The Calendar of Harptos
The Calendar of Harptos
The Structure of Time
The people of Faerûn mark time with the Calendar of Harptos, a creation of the wizard Harptos of Kaalinth. It divides the year into twelve months—each exactly 30 days, or three "tendays" (weeks of ten days). Between the months fall five unnumbered feast days—breaks from routine, markers in the current of time. Most years total 365 days. Once every four years, a sixth feast day arrives: Shieldmeet, a leap-day of rituals and renewal.
The Months
Each month carries two names—Common (spoken by merchants and soldiers) and Chondathan (the tongue of old Tethyr):
Hammer (Deepwinter)
Alturiak (Claw of Winter)
Ches (Claw of Sunsets) – Spring equinox around Ches 19
Tarsakh (Claw of Storms)
Mirtul (The Melting)
Kythorn (Time of Flowers) – Summer solstice near Kythorn 20
Flamerule (Summertide)
Eleasis / Eleasias (Highsun)
Eleint (The Fading) – Autumn equinox roughly Eleint 21
Marpenoth (Leaffall)
Uktar (The Rotting)
Nightal (The Drawing Down) – Winter solstice near Nightal 20
Seasonal Festivals
These unnumbered days hold power, pause, celebration:
Midwinter (between Hammer 30 and Alturiak 1): a moment of reflection, alliances bound anew.

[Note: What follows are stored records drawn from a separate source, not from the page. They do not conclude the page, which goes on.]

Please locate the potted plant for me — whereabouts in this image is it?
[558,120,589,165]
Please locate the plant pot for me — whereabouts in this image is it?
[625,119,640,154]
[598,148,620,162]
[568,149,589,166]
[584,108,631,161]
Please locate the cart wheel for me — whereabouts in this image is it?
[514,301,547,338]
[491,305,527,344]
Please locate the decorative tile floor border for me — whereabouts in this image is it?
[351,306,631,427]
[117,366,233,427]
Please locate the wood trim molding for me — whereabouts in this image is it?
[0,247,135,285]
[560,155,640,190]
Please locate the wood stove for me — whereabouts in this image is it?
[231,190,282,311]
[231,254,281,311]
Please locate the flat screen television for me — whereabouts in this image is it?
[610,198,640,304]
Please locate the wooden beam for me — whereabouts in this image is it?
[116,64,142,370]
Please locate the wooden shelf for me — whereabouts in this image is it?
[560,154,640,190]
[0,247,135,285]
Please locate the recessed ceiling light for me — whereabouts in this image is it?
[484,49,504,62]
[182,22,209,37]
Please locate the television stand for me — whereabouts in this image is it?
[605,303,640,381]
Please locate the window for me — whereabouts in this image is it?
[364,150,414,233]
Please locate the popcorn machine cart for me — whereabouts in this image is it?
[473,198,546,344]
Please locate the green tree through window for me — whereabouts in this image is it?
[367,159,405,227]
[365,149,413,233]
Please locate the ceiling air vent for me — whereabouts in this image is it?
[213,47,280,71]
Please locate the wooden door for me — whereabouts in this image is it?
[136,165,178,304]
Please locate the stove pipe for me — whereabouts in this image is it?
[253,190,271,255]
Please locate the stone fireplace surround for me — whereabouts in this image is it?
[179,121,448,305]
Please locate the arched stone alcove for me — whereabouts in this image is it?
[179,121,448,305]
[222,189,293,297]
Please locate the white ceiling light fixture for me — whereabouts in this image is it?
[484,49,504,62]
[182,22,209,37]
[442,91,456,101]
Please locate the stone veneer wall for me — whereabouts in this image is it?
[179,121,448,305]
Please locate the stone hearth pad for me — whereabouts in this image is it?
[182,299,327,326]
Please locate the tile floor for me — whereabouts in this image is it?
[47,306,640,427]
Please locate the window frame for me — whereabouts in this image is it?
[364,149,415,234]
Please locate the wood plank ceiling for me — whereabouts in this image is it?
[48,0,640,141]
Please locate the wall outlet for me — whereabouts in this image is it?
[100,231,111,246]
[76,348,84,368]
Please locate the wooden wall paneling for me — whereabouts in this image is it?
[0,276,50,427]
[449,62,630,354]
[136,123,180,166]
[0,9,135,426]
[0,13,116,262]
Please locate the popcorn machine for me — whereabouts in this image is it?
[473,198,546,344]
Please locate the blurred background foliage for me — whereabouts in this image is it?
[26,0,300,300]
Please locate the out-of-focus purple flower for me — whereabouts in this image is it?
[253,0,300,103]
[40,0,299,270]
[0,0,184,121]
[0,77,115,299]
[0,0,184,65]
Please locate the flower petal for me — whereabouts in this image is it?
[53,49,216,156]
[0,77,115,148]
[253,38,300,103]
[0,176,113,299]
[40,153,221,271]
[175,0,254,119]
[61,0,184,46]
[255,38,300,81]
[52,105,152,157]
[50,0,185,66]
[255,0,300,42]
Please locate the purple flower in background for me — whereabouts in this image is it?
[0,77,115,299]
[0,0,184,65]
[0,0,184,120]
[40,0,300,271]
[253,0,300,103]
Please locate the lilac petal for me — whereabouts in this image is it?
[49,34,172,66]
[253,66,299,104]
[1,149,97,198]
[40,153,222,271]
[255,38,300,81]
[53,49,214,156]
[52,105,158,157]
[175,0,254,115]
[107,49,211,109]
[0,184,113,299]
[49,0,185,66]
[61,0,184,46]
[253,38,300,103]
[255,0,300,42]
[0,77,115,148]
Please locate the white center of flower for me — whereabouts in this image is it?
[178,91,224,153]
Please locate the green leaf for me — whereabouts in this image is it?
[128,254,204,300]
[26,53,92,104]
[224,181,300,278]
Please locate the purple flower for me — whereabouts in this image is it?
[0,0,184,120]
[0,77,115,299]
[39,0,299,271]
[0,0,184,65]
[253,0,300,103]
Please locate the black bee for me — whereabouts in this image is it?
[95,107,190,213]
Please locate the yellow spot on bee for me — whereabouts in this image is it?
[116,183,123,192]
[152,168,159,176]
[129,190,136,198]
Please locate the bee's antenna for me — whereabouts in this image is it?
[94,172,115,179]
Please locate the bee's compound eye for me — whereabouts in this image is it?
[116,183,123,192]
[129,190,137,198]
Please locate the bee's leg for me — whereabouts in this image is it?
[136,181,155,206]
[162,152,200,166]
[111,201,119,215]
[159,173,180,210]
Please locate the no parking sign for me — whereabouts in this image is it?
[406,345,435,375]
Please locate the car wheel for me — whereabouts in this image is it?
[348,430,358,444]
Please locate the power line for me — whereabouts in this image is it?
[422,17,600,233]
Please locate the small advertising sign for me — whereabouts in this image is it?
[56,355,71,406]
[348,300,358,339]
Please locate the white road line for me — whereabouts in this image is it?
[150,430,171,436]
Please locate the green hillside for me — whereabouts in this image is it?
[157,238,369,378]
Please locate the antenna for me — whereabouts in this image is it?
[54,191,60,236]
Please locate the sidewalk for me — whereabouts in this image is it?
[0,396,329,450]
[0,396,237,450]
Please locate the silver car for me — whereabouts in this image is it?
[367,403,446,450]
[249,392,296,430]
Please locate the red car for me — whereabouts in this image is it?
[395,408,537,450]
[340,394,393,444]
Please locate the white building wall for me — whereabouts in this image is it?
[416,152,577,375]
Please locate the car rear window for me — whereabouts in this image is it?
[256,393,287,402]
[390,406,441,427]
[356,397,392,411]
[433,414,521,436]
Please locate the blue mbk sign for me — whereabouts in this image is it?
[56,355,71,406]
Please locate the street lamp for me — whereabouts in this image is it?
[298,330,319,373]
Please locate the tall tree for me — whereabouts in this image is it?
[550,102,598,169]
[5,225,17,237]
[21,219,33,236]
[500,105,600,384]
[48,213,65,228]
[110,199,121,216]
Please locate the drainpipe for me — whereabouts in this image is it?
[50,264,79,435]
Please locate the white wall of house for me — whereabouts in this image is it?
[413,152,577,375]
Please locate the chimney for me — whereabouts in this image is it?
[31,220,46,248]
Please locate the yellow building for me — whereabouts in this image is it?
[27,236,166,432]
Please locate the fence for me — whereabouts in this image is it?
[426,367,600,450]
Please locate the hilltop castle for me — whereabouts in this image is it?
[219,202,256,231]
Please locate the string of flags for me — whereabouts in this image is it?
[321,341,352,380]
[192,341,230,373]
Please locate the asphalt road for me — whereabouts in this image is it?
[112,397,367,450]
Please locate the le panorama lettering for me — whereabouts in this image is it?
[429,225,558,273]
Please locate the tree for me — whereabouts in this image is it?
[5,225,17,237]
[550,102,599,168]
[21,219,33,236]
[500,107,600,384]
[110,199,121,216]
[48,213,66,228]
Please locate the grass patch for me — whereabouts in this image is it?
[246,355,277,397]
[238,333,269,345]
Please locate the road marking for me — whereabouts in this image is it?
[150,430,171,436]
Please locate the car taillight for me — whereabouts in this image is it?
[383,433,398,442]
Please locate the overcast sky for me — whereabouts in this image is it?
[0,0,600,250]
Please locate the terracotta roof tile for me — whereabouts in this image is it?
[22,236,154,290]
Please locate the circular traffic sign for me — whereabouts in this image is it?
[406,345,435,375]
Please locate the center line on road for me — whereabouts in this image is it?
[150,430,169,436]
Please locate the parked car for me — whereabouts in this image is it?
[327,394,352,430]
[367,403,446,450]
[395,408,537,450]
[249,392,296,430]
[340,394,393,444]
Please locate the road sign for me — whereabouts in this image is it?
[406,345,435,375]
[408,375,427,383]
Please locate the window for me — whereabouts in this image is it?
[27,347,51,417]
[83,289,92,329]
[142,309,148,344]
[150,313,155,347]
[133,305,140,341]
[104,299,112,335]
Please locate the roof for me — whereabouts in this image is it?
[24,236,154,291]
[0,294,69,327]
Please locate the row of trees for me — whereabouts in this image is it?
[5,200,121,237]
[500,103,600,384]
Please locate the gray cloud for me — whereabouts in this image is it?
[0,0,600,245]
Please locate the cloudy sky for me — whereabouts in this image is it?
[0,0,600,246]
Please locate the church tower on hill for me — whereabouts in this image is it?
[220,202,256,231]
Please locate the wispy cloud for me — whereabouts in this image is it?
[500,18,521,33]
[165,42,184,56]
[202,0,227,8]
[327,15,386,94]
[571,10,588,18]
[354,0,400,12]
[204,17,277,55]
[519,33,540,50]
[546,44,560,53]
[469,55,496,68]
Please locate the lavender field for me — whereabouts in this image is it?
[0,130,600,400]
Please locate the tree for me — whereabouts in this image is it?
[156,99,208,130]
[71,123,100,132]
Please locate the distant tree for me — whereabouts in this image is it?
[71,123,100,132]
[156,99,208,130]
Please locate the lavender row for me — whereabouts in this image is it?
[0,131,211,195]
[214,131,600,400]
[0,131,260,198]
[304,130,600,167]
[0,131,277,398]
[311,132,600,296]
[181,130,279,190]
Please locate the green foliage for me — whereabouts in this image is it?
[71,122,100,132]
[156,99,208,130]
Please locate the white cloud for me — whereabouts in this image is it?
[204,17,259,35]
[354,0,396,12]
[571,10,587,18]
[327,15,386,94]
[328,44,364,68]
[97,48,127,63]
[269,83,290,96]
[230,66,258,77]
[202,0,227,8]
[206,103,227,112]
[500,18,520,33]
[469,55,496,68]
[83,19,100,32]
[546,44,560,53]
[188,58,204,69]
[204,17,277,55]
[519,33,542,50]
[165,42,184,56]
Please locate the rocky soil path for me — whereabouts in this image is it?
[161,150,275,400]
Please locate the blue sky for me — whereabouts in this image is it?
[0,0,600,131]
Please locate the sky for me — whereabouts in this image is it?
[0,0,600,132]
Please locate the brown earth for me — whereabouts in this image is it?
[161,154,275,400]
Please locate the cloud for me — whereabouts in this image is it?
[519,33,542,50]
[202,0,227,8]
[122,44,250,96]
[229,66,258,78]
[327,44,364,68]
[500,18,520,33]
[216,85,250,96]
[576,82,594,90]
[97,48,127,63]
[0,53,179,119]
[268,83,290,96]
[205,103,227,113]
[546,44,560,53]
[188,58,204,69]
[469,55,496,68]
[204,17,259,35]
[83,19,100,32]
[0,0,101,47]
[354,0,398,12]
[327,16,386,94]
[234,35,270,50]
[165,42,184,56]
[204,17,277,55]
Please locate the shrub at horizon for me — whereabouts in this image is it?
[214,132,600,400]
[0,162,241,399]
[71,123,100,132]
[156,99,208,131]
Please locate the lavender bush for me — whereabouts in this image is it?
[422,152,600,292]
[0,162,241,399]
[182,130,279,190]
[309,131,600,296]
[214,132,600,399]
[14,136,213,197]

Greengrass (Tarsakh 30 into Mirtul 1): spring’s first breath, truce, floral gifts.
Midsummer (Flamerule 30 into Eleasis 1): feasting, betrothals, celebrations marked by excess.
Shieldmeet (quadrennial, after Midsummer): councils open, vows renewed, tournaments.
Highharvestide (Eleint 30 into Marpenoth 1): harvest thanksgiving, roads teem with travelers.
Feast of the Moon (Uktar 30 into Nightal 1): honoring ancestors, tales of old.
Calendar as Storyteller
Understanding the Calendar frames the pulse of campaign life:
Tendays govern rhythm—work, respite, market days shift on ten-day cycles.
Feast days are narrative hinge-points: sudden festivals, public rituals, surprise closures.
Seasons shape ambience: muddy spring roads, blistering flamerule heat, crisp nightal chill.
Equinoxes/solstices anchor ceremonies or omens, even without divine purpose.
The year begins in Hammer, a month steeped in winter’s gloom, where life bends toward endurance and introspection. Midwinter follows as a festival day between months, marked by public oaths and the sealing of noble pacts. Greengrass brings early spring’s rebirth, a time for peace offerings, shared feasts, and the stirrings of romance. At the height of light comes Midsummer, when joy and courtship flourish, and the reckoning of the year’s first half takes shape. Every fourth year, Shieldmeet arrives in the wake of Midsummer, a rare occasion for civic renewals, grand tournaments, and open counsel. Highharvestide, in autumn, celebrates the bounty of the fields, offering thanks and ensuring safe travel before the year’s waning. Finally, the Feast of the Moon closes the cycle, a day for honoring memory, venerating ancestors, and telling the stories that hold communities together.